16. Having held that the petitioner has been oppressed, the question of relief arises. Shri Mookherjee contended that since the respondents are guilty of oppression, they should be directed to sell their shares to the petitioner and on the proposition that wrong doers cannot be allowed to take advantage of their own wrongs, he relied on Dale and Carrington case. He further submitted that as the premises in which the hospital is functioning belongs to the petitioner, he should have the right of control over the hospital. On the other hand, it is contended by the respondents that they being professional doctors and being majority shareholders, and having invested substantial funds in the company compared to the petitioner, they should be allowed to purchase the shares held by the petitioners.

17. In Dale & Corrington case, the Supreme Court only set right the wrongs committed and did not direct purchase of shares by the petitioner of those of the respondents who were the wrong doers.
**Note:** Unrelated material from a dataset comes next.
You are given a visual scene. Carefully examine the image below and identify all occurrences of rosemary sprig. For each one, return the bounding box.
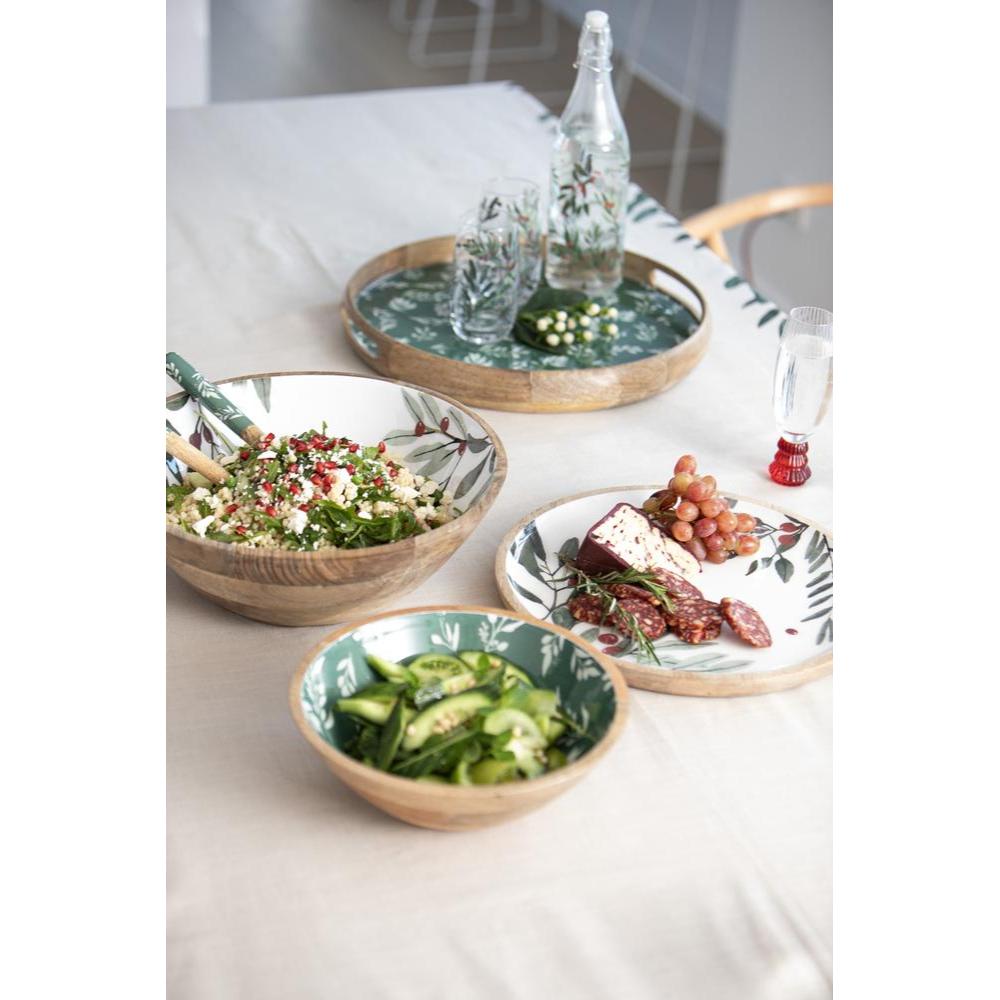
[562,556,674,663]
Therefore, this case cannot be advanced to claim the right to purchase the shares of the respondents by the petitioner. Considering the fact that while the premises belong to the petitioner who is a minority shareholder, the respondents being professional doctors holding collectively 75% shares in the company, I do not propose to pass any order regarding parting of ways other than reinstating the petitioner as a director and also directing the respondents to offer from each one of them such number of shares which would restore the holding of the petitioner to 25% on his making an application to the company. While doing so, I have taken into consideration the fact that the petitioner has been acquitted of all the charges in the criminal case and therefore the apprehension of the respondents that the association of a criminal with the hospital would tarnish the image of the hospital, no longer survives. On re-induction into the board, the petitioner shall be entitled to carry on with the same powers and responsibilities which he held before 23.4.2004. Even though the petitioner has made certain allegations of financial mismanagement, I do not consider these allegations of any material nature especially when the respondents have explained each allegation satisfactorily. I make it abundantly clear that if the parties decide on parting of ways on their own, this order would not stand in their way of doing so.

18. The petition is disposed of in the above terms without any order as to cost.